Saturday, September 24, 2005

Ethnocentrism, as interpreted by

Ethnocentrism (Greek ethnos ("nation" + -centrism) or ethnocentricity is the tendency to look at the world primarily from the perspective of one's own culture. Many claim that ethnocentrism occurs in every society; ironically, ethnocentrism may be something that all cultures have in common.
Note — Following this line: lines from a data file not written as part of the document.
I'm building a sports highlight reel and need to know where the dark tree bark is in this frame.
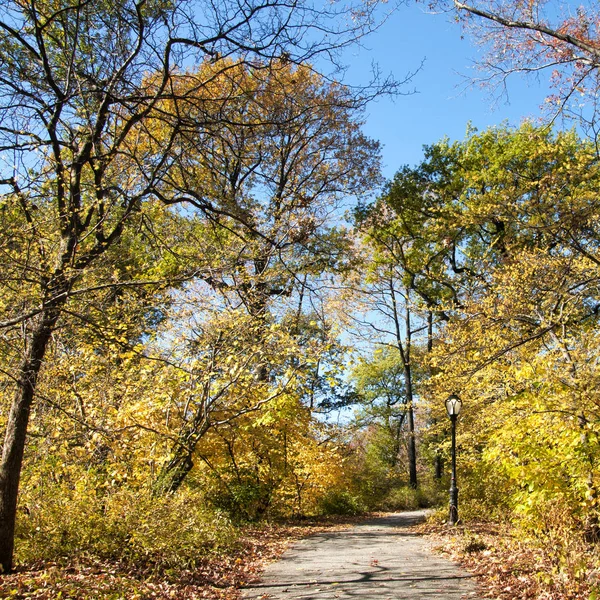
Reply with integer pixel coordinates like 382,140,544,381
0,308,60,573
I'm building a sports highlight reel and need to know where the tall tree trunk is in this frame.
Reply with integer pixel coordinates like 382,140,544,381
389,277,418,489
404,363,418,489
0,308,60,573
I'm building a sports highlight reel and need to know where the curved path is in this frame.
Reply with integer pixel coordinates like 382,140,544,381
243,511,479,600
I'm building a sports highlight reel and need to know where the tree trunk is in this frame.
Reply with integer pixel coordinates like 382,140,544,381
406,372,418,489
0,309,60,573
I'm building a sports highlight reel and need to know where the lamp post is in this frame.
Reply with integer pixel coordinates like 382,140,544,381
446,394,462,525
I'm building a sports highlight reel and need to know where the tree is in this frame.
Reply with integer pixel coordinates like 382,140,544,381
0,0,392,571
380,124,600,539
138,60,379,491
446,0,600,130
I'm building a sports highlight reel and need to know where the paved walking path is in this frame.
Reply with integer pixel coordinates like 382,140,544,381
244,511,479,600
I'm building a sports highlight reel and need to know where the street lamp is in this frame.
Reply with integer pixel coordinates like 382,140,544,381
446,394,462,525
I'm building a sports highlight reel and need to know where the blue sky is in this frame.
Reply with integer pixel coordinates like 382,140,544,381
347,4,546,177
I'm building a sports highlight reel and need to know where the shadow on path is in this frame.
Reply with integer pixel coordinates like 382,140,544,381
243,511,486,600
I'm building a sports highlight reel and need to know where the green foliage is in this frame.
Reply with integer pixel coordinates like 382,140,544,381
17,473,236,570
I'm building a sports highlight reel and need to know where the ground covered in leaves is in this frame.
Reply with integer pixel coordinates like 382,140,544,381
415,521,600,600
0,518,356,600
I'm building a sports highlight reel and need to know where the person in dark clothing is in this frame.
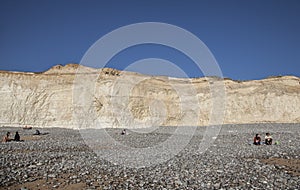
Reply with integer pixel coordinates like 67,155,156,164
14,131,20,141
253,134,261,145
3,132,11,142
265,133,272,145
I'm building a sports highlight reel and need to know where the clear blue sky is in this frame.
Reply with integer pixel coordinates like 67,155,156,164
0,0,300,80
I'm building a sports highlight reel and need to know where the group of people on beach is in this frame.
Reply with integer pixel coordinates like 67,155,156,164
3,131,21,142
2,128,42,142
253,133,273,145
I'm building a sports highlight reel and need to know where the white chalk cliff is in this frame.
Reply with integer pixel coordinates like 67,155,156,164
0,64,300,128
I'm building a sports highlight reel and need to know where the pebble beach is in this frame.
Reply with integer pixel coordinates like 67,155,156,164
0,124,300,190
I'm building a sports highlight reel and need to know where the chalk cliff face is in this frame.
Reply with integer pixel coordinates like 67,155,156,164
0,64,300,128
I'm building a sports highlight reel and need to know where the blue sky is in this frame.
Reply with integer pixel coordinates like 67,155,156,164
0,0,300,80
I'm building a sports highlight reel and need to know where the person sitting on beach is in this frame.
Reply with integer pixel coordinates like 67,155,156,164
253,134,261,145
33,130,41,135
3,132,11,142
265,133,272,145
121,129,126,135
14,131,20,141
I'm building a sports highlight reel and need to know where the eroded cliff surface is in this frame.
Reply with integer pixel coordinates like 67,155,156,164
0,64,300,128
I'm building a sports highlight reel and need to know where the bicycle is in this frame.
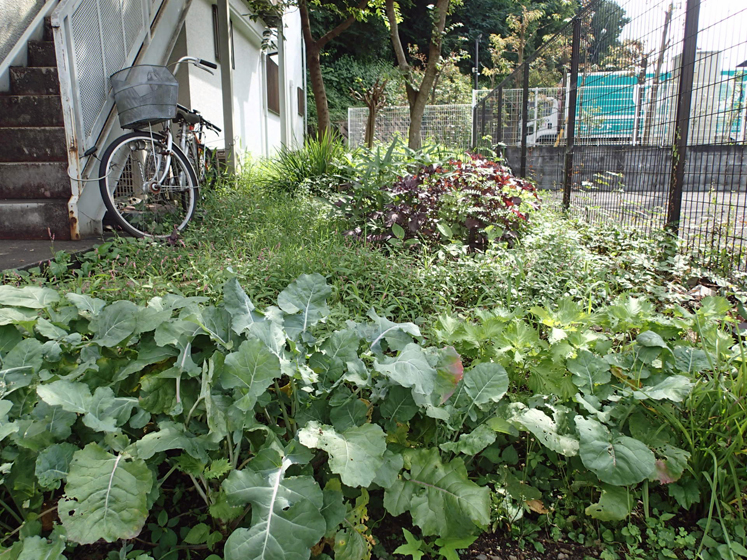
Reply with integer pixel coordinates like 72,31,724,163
174,104,221,186
99,56,220,238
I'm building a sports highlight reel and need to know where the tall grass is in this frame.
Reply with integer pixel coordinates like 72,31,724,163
256,133,346,195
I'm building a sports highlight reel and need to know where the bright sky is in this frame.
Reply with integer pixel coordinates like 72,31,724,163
617,0,747,70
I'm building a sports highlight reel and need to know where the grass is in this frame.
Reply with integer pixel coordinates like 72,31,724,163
3,160,747,560
3,173,732,330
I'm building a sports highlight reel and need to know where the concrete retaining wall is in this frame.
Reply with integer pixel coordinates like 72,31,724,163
506,145,747,192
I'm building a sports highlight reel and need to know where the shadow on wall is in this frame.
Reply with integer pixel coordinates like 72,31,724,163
0,0,44,62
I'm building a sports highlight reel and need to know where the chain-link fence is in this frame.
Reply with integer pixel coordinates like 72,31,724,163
474,0,747,270
348,105,472,150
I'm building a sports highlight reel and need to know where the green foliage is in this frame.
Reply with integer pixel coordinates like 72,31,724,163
345,155,539,249
256,133,345,195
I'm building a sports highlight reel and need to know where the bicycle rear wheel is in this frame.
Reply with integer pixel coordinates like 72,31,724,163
99,132,199,237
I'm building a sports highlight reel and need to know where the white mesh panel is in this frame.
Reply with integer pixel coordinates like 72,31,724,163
70,1,107,137
99,0,126,77
122,0,145,53
348,105,472,148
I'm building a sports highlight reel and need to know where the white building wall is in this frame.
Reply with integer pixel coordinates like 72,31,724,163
180,0,305,159
283,8,306,146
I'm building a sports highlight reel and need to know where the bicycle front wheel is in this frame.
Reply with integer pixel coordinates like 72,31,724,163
99,132,198,237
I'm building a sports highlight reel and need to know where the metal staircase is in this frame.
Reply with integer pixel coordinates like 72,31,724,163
0,18,71,240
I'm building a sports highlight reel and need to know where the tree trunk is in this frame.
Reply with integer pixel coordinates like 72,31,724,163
386,0,449,150
298,0,368,136
306,45,331,137
364,106,378,150
642,3,674,145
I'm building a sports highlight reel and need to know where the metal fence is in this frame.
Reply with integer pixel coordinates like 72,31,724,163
473,0,747,270
348,105,472,149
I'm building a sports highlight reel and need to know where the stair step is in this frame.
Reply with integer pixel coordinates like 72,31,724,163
10,66,60,95
28,41,57,66
0,95,64,128
0,200,70,241
0,127,67,162
44,16,54,41
0,162,71,201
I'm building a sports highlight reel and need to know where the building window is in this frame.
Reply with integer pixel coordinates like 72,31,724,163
265,56,280,115
296,88,306,117
213,4,220,62
229,20,236,70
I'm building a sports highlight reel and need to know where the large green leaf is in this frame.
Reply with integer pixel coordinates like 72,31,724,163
127,420,218,463
36,379,92,414
223,458,327,560
358,309,421,353
567,350,610,392
221,338,282,410
384,448,490,537
586,484,633,521
57,443,153,544
334,488,373,560
575,416,656,486
0,286,60,309
633,375,693,402
17,537,66,560
89,301,138,347
278,273,332,338
0,401,18,441
462,362,508,407
374,343,437,395
36,379,138,432
511,403,578,457
65,293,106,319
379,385,418,431
35,443,78,490
223,278,261,334
298,421,386,487
439,424,496,457
3,338,44,375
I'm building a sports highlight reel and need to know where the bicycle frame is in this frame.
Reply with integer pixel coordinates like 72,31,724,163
141,56,213,191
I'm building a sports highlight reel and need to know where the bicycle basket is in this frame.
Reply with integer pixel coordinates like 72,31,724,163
109,64,179,128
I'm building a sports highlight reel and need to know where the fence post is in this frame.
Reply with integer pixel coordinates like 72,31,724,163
563,17,581,210
519,62,537,177
495,86,503,142
666,0,700,235
472,103,478,151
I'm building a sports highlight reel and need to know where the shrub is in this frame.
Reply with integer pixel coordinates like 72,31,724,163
348,155,540,249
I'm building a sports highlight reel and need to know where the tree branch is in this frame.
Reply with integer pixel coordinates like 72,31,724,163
385,0,418,108
317,0,368,49
298,0,316,47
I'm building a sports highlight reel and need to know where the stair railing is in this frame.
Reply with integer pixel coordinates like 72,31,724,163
52,0,191,239
0,0,60,91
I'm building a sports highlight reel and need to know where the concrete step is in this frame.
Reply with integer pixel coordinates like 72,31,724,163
0,162,72,201
0,95,64,128
28,41,57,67
10,66,60,95
0,127,67,163
0,200,70,240
43,16,54,41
Nearly every religion, "race," or nation feels it has aspects which are uniquely valuable. (This tendency is humorously illustrated in the romantic comedy My Big Fat Greek Wedding, in which the heroine's father perenially exalts Greek culture: "Give me any word, and I'll show you how it derives from Greek roots." "Oh, yeah, how about kimono?")
Ethnocentrism is common among people belonging to large "empires." Toynbee notes that Ancient Persia regarded itself the center of the world and viewed other nations as increasingly barbaric according to their degree of distance. China's very name is composed of ideographs meaning "center" and "country" respectively, and traditional Chinese world maps show China in the center.
England defined the world's meridians with itself on the center line, and to this day, longitude is measured in degrees east or west of it Greenwich. "The sun never sets on the British Empire."
The United States so conceived of its role of "Manifest Destiny" that it regarded the western portions of North America as essentially "uninhabited" and celebrates Columbus Day as the anniversary of the America's "discovery."
The Japanese word for foreigner ("gaijin") also means "outsiders," and Japanese do not normally use the term to describe themselves when visiting other countries. For a Japanese tourist in New York, gaijin are not Japanese tourists, but New Yorkers.
Ethnocentrism as selfishness

In the latter quarter of the 20th century, various forms of ethnocentrism began to be decried, largely by other groups professing either to be innocent of ethnocentrism themselves or eminently qualified to embrace it. African-Americans complained of the Eurocentrism of white America while exalting Afrocentrism. Edward Said wrote a book called Orientalism, arguing that the West could not understand Arab and Islamic cultures (and should not try to).
Many wars have been fought with ethnocentricism as a major theme. World War II entailed ethnocentrism on two fronts: Nazi Germany's "master race" concept exalted the so-called "Aryan people," while Japan proposed its Greater East-Asia Co-prosperity Sphere with Japan as the center of this sphere in 1940. The Nazis succeeded in taking over much of Europe and embarked on the largest ethnic cleansing campaign in history (see the Holocaust, ironically demonizing Jews for "Jewish ethnocentrism" and using that as part of their justification).
The reasons for maintaining an ethnicity or culture are often personal and relate to the cohesion of familiar personal and social elements; that is, attachment or custom. We are all born into a human culture, and it is culture that shapes our self-awareness and understanding of other individuals. It also reflects, depending on the cultural teaching, customs or patterns of behaviour in relating to other cultures. This behaviour can range from universal acceptance or feelings of inferiority compared with other cultures, to racism, which many consider an aspect of xenophobia. Some examples of ethnocentric behaviors are represented by such social phenomena as economic isolationism, counter-cultures, anti-establishmentism, and widespread social patterns of interpersonal abusive behaviors as ostracization, prejudice, and discrimination.